Tariffs and Trade Barriers
Tariffs are taxes imposed on imported goods, raising their price in the domestic market. Non-tariff barriers include quotas, subsidies, regulatory standards, and administrative hurdles. Both forms of protection distort trade patterns and create economic inefficiencies, though they may serve strategic policy objectives.
Heckscher-Ohlin Model
A trade theory stating that countries export goods that intensively use their abundant factors of production and import goods that intensively use their scarce factors. It explains trade patterns based on differences in factor endowments (labor, capital, land) across countries.
Purchasing Power Parity (PPP)
The theory that in the long run, exchange rates should adjust so that identical goods cost the same in different countries when prices are expressed in a common currency. It serves as a benchmark for assessing whether currencies are overvalued or undervalued.
Terms of Trade
The ratio of a country's export prices to its import prices, indicating how much a country can import for each unit of goods it exports. An improvement in the terms of trade means a country can buy more imports for the same volume of exports.
Foreign Direct Investment (FDI)
Investment made by a firm or individual in one country in business interests in another country, typically by establishing operations or acquiring assets.

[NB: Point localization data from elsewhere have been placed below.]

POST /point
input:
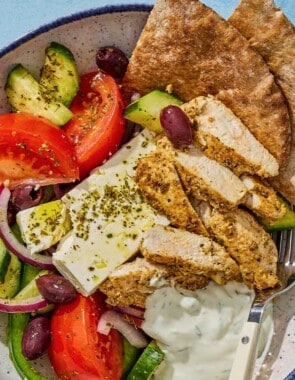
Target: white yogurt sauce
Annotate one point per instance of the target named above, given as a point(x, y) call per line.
point(198, 331)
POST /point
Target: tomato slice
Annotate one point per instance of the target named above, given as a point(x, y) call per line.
point(97, 127)
point(77, 350)
point(33, 150)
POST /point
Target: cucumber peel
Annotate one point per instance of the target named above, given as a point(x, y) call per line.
point(146, 110)
point(147, 363)
point(24, 95)
point(16, 325)
point(130, 355)
point(59, 79)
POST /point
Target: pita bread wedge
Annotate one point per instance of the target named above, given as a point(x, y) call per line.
point(189, 46)
point(273, 36)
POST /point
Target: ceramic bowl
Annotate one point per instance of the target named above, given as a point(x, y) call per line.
point(83, 33)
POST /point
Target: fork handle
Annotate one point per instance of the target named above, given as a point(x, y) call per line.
point(243, 365)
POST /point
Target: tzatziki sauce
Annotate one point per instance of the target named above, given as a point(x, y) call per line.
point(198, 331)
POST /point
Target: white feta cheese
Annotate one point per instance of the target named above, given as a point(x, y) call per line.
point(44, 225)
point(108, 218)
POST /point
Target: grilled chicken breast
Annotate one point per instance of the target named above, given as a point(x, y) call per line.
point(192, 253)
point(132, 282)
point(224, 138)
point(247, 243)
point(160, 186)
point(205, 178)
point(262, 199)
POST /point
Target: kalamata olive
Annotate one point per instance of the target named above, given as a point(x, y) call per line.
point(36, 338)
point(112, 61)
point(56, 289)
point(25, 196)
point(176, 126)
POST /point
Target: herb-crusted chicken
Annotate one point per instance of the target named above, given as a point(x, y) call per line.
point(160, 185)
point(224, 138)
point(247, 243)
point(139, 278)
point(194, 254)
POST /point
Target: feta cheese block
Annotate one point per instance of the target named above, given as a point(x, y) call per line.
point(44, 225)
point(108, 218)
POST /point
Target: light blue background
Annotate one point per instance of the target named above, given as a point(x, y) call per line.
point(19, 17)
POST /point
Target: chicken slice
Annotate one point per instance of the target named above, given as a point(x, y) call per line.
point(262, 199)
point(224, 138)
point(132, 282)
point(204, 178)
point(190, 252)
point(247, 243)
point(160, 185)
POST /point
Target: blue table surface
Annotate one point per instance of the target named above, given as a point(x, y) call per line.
point(19, 17)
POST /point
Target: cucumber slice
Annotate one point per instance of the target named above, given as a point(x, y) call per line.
point(146, 110)
point(147, 363)
point(4, 261)
point(59, 80)
point(287, 222)
point(130, 356)
point(12, 279)
point(24, 94)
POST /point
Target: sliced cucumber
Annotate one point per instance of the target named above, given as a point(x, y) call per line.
point(59, 80)
point(146, 110)
point(12, 279)
point(287, 222)
point(4, 261)
point(130, 355)
point(147, 363)
point(24, 94)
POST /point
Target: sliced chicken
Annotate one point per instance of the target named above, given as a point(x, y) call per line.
point(224, 138)
point(188, 46)
point(132, 282)
point(205, 178)
point(194, 254)
point(247, 243)
point(160, 185)
point(262, 199)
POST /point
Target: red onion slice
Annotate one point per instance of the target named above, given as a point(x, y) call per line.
point(12, 243)
point(112, 319)
point(22, 306)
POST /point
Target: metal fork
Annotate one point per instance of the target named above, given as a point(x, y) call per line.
point(244, 361)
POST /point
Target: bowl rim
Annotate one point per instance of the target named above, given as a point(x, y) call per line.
point(133, 7)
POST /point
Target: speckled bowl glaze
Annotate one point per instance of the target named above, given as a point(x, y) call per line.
point(83, 33)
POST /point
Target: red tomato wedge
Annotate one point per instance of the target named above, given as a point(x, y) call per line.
point(97, 127)
point(77, 350)
point(33, 150)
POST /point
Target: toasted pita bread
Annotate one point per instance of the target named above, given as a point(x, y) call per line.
point(189, 46)
point(273, 36)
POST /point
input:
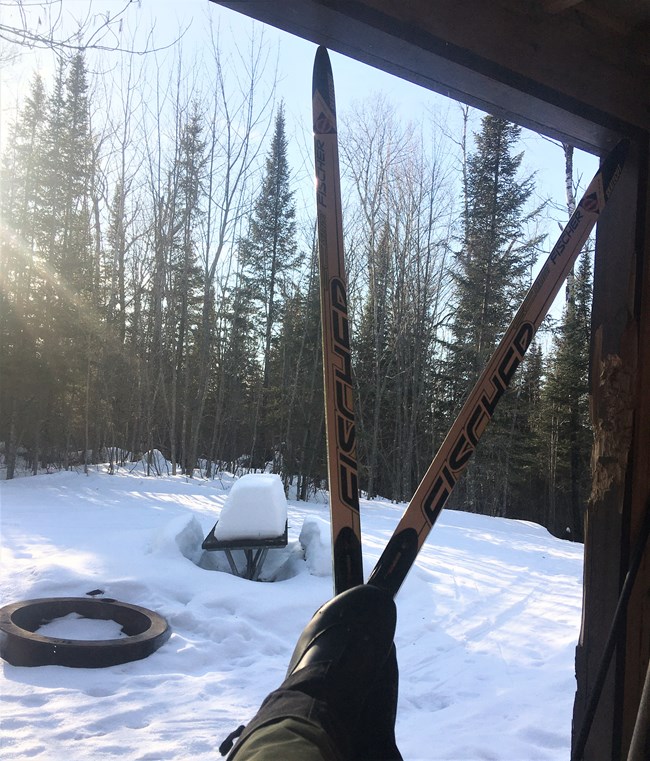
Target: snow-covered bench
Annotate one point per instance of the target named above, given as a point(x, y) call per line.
point(254, 520)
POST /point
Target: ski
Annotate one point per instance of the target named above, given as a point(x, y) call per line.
point(337, 367)
point(459, 444)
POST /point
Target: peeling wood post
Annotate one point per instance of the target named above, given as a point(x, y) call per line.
point(620, 404)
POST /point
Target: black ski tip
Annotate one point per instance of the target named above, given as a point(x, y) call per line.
point(348, 564)
point(612, 166)
point(322, 80)
point(396, 561)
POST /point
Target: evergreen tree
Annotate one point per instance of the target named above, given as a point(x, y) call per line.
point(22, 276)
point(491, 272)
point(268, 257)
point(566, 413)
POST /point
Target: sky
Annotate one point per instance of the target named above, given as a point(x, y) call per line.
point(158, 24)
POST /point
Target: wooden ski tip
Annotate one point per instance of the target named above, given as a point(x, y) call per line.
point(322, 80)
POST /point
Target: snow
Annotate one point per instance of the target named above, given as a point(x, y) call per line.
point(487, 623)
point(256, 508)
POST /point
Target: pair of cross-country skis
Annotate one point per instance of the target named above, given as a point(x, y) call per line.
point(457, 448)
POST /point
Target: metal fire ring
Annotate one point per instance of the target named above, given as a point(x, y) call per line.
point(21, 645)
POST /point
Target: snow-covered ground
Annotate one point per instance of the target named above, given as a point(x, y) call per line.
point(488, 621)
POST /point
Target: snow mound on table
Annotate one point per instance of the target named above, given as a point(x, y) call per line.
point(256, 508)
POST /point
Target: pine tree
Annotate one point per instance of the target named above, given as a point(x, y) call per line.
point(268, 257)
point(22, 320)
point(490, 273)
point(566, 404)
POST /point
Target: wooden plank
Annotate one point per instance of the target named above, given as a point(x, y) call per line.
point(638, 622)
point(613, 366)
point(542, 70)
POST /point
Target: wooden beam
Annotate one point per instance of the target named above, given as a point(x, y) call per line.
point(542, 70)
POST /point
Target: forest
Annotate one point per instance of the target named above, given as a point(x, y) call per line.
point(159, 290)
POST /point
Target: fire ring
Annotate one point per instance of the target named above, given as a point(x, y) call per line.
point(21, 645)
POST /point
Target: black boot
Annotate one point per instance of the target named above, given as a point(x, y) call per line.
point(339, 658)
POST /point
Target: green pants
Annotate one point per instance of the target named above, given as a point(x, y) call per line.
point(290, 739)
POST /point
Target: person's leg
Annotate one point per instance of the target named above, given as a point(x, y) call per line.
point(343, 657)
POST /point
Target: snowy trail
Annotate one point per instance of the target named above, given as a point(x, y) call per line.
point(488, 621)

FDI is distinguished from portfolio investment by the investor's intent to exercise significant management control.
Mundell-Fleming Model
An extension of the IS-LM framework to an open economy that analyzes the effectiveness of monetary and fiscal policy under different exchange rate regimes and degrees of capital mobility. It demonstrates the policy trilemma: a country cannot simultaneously maintain a fixed exchange rate, free capital movement, and an independent monetary policy.
Trade Creation and Trade Diversion
Trade creation occurs when a customs union or free trade agreement causes production to shift from a high-cost domestic producer to a lower-cost partner country. Trade diversion occurs when trade shifts from a lower-cost non-member to a higher-cost member country due to preferential tariff treatment.